The press pronounced a scandal: "The National Theatre equipment is a disaster! Nothing works!" The myth continues even to today. Machinery installations were incomplete, and untested. In the Olivier Theatre, the contractors continued to work night after night on the power flying and drum under Dick's supervision. The power flying was eventually completed in 1978. It became one of the most sophisticated, accurate, safe, and silent flying systems in the world and operated reliably for over twenty years. The drum was operational in 1982, but it was not until 1986 that Bill Dudley suggested it should be tried for "The Shaughran". It proved to be an amazing device enabling the Olivier theatre to live up to the dreams of its creators.

After twenty years at Theatre Projects, organizational changes led to Richard Brett leaving and starting his own company Technical Planning Ltd, which developed into Theatre Planning and Technology Ltd in 1999 and ultimately Theatreplan LLP in 2004.

His major projects have included the stage planning and engineering of projects in Norway, Italy, Athens, Greece and Hong Kong. Richard led the stage engineering team at the Gran Teatre Del Liceu in Barcelona, on the complex reconstruction after a major fire; he was then part of the in- house consultancy team on the Royal Opera House redevelopment; and led the theatre planning and engineering team on the new Copenhagen Operaen which opened in 2004, and remains one of the most innovative opera house installations of our time.

Other award-winning theatre consulting completed by TheatrePlan include the Lyric Theatre, Belfast; Alleyn’s School, Dulwich; Grand Theatre, Leeds; Grove Theatre, Dunstable; Hampstead Theatre, London; The Royal Ballet School, London; Palace Theatre, Watford; and the renovation of the Crucible Theatre, Sheffield.

Richard’s unwavering support for the Association of British Theatre Technicians (ABTT) was rewarded with a Fellowship in 1986. He is a past chairman of ABTT, and past chairman of the Society of Theatre Consultants.

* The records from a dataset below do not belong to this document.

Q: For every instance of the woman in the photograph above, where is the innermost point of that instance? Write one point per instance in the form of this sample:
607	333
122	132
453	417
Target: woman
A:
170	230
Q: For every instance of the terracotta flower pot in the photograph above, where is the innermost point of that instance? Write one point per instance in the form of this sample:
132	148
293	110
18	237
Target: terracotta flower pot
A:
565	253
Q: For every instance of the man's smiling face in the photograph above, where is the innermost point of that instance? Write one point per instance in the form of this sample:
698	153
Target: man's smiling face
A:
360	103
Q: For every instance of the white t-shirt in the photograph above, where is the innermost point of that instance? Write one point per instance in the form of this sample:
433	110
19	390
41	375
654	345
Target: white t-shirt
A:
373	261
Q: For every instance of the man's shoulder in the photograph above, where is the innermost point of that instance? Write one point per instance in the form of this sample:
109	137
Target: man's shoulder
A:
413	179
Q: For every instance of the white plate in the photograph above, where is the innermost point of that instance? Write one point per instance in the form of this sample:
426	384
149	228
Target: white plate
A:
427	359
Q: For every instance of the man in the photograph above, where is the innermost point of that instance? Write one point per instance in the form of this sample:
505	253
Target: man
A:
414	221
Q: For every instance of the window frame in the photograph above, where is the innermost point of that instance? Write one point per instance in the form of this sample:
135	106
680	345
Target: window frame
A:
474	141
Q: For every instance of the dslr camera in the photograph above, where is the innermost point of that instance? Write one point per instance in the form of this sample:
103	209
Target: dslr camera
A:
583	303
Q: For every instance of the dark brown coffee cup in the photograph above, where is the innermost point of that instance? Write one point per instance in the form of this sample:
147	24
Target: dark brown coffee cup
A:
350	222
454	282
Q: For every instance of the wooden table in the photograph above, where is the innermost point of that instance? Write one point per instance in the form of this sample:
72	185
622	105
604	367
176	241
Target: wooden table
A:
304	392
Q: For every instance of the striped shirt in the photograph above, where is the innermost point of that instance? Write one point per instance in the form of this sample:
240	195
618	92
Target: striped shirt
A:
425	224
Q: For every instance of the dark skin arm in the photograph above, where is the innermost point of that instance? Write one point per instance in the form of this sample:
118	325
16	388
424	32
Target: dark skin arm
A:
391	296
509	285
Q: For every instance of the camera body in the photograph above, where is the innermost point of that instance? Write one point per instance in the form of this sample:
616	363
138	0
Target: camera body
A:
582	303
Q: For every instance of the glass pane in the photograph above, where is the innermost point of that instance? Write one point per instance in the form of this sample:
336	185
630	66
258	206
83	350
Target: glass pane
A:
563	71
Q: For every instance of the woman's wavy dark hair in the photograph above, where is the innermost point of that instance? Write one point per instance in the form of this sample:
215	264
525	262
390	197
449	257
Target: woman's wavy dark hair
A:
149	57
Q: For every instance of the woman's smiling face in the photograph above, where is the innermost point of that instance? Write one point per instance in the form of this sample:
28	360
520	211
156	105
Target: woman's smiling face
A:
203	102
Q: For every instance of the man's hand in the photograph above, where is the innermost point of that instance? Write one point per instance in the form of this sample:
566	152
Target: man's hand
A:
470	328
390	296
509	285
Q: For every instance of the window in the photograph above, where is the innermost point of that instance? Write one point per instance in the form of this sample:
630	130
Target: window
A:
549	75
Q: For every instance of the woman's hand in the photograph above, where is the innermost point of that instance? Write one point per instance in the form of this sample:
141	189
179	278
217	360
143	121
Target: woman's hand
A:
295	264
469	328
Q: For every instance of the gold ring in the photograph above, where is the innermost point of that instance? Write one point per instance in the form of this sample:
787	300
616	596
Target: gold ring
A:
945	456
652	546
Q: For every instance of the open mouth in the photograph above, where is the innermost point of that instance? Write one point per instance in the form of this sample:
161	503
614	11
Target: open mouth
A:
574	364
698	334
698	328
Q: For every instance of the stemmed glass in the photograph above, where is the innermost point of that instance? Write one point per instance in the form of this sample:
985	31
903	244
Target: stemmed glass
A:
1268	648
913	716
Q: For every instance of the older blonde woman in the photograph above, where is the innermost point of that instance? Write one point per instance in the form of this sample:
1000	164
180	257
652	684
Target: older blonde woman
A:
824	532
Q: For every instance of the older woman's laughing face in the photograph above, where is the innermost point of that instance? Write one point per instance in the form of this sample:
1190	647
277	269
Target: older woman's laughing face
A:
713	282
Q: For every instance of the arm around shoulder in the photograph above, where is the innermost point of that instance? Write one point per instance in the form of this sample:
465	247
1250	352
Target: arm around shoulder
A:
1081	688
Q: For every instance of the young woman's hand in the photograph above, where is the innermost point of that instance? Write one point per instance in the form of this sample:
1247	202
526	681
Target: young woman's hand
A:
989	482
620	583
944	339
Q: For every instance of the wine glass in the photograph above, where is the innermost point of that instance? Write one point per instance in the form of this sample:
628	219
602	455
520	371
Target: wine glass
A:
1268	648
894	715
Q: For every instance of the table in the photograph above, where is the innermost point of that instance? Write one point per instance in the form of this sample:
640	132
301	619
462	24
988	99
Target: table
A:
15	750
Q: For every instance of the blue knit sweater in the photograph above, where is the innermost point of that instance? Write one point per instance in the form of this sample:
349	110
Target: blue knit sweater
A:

Perhaps Richard’s most lasting contribution will have been the creation of the quadrennial conferences: “Theatre Engineering and Architecture” presented in 2002, 2006, and 2010 in London, and 2008 and 2012 in New York, attended by architects, engineers, and theatre professionals from around the world. Richard created these highly successful series of events because of his frustration at seeing so many poorly designed, or wrongly equipped performance spaces still being completed. He personally ensured the publication of the proceedings with a series of illustrated volumes that are encyclopedic source books on advanced theatre technology and architecture. 

Richard Brett was a true original. He possessed enormous experience and knowledge of theatre but also unbounded enthusiasm. Yet while a true 'expert' and a fantastically dedicated 'workaholic,' Dick was also a richly humorous human being, who could be brilliantly amusing company.

His workload and his passionate enthusiasm continued unabated until shortly before his death. His current activities including the new engineering design study for the renovation of the Opera Theatre of the Sydney Opera House—of which he was especially proud; and the organization of the next Theatre Engineering and Architecture Conference, which is to be held in London from 13-15th June 2014.

Richard is survived by his loving wife Jenny, and two children, Christopher and Jackie from his first marriage, and his younger brother Michael. The private family funeral will be on January 28, and a celebration of Richard’s enormously fruitful life will be held later in June.